Dear Yi,
Thank you very much for this script, which runs very well !
Just a comment about the automatic creation of .bam files from the .sam given as input of the script => this takes a lot of time.
I have taken the liberty to modify the script in order to put in argument my .bam files and verify that they have a valid header, if not, I exit the script.
In attachment, the little modification of the script.

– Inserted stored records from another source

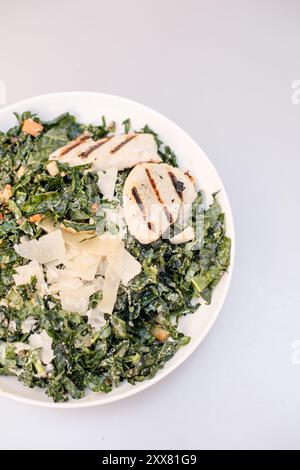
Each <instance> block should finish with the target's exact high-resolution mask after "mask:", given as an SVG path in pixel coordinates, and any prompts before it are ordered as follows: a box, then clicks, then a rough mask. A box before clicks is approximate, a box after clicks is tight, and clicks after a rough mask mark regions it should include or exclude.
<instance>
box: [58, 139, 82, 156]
mask: <svg viewBox="0 0 300 470" xmlns="http://www.w3.org/2000/svg"><path fill="white" fill-rule="evenodd" d="M89 138H90V136H88V135H84V136H82V137H78V139H76V140H75V141H74V142H73V143H71V144H69V145H68V146H67V147H65V148H64V149H63V150H62V151H61V152H60V155H59V156H60V157H63V156H64V155H66V154H67V153H69V152H70V150H73V149H74V148H76V147H78V145H80V144H82V142H85V141H86V140H87V139H89Z"/></svg>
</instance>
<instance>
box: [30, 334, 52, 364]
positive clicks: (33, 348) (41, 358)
mask: <svg viewBox="0 0 300 470" xmlns="http://www.w3.org/2000/svg"><path fill="white" fill-rule="evenodd" d="M29 345H30V347H31V348H33V349H39V358H40V359H41V361H42V362H43V363H44V364H50V362H51V361H52V359H53V358H54V353H53V350H52V338H51V337H50V336H49V335H48V333H47V331H46V330H42V332H41V333H35V334H33V335H31V336H30V337H29Z"/></svg>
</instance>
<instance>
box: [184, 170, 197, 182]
mask: <svg viewBox="0 0 300 470" xmlns="http://www.w3.org/2000/svg"><path fill="white" fill-rule="evenodd" d="M184 174H185V176H187V177H188V178H189V180H190V181H191V182H192V183H194V184H195V180H194V178H193V176H192V175H190V174H189V172H188V171H186V172H185V173H184Z"/></svg>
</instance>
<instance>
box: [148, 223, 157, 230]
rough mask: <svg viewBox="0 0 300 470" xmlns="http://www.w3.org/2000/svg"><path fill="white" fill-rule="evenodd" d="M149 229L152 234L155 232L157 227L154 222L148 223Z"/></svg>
mask: <svg viewBox="0 0 300 470" xmlns="http://www.w3.org/2000/svg"><path fill="white" fill-rule="evenodd" d="M147 225H148V229H149V230H151V232H155V225H154V224H153V223H152V222H148V223H147Z"/></svg>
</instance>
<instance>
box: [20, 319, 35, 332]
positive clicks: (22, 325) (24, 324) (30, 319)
mask: <svg viewBox="0 0 300 470" xmlns="http://www.w3.org/2000/svg"><path fill="white" fill-rule="evenodd" d="M36 323H37V320H36V319H35V318H33V317H27V318H26V320H24V321H23V323H22V325H21V331H22V333H24V334H26V333H30V331H31V330H32V328H33V327H34V326H35V325H36Z"/></svg>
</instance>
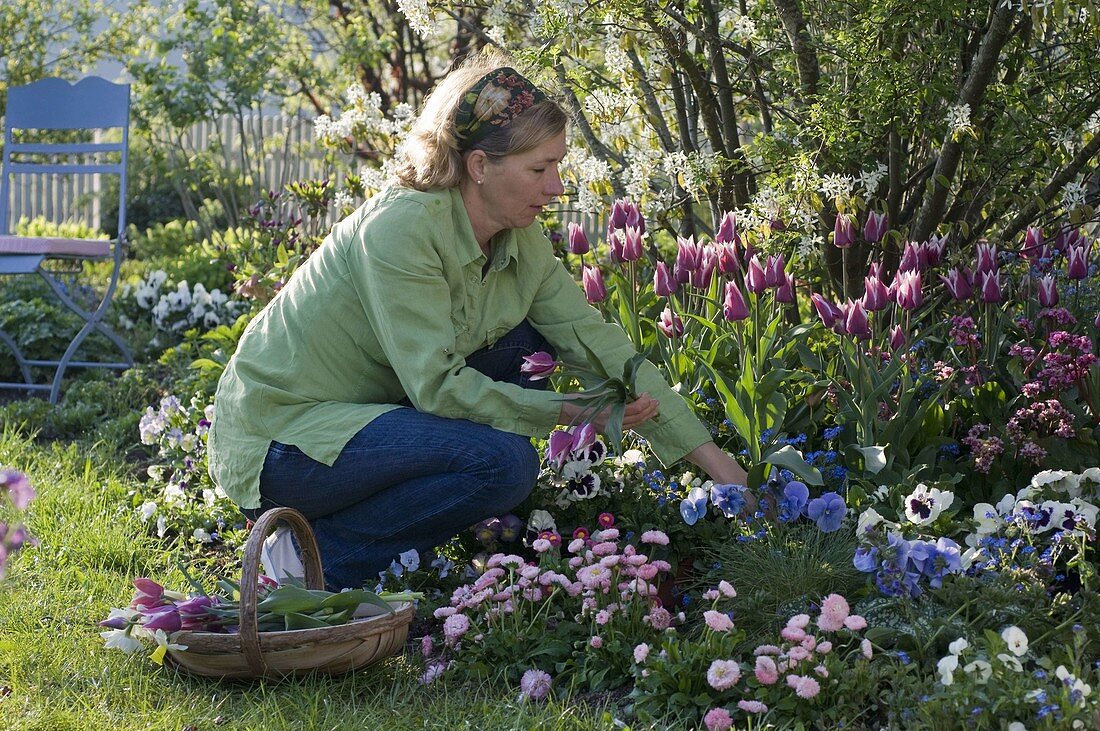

In addition, it arrives that some values for "IncLevel1" or "IncLevel2" in the rMATS output have a "NA" value. And when the "rmats2sashimiplot.py" meets this value, it generates an error (of course it's not a numeric value) and exit => so, the events after this first NA are not treated. I remove the lines containing NA before launching the script with the following awk commands:
# on "IncLevel1" column
awk -v value="NA" -v column="21" '
$column ~ value {++removed; next}
1 {print}
END {print removed " lines removed" >"/dev/stderr"}
' <SE.MATS.ReadsOnTargetAndJunctionCounts.txt >SE.MATS.ReadsOnTargetAndJunctionCounts_without_NA.txt
# on "IncLevel2" column
awk -v value="NA" -v column="22" '
$column ~ value {++removed; next}
1 {print}
END {print removed " lines removed" >"/dev/stderr"}
' <SE.MATS.ReadsOnTargetAndJunctionCounts_without_NA.txt >SE.MATS.ReadsOnTargetAndJunctionCounts_without_NA_tmp.txt
mv SE.MATS.ReadsOnTargetAndJunctionCounts_without_NA_tmp.txt SE.MATS.ReadsOnTargetAndJunctionCounts_without_NA.txt
And it's ok !
Thank you very much for this script Yi ! It's very very useful.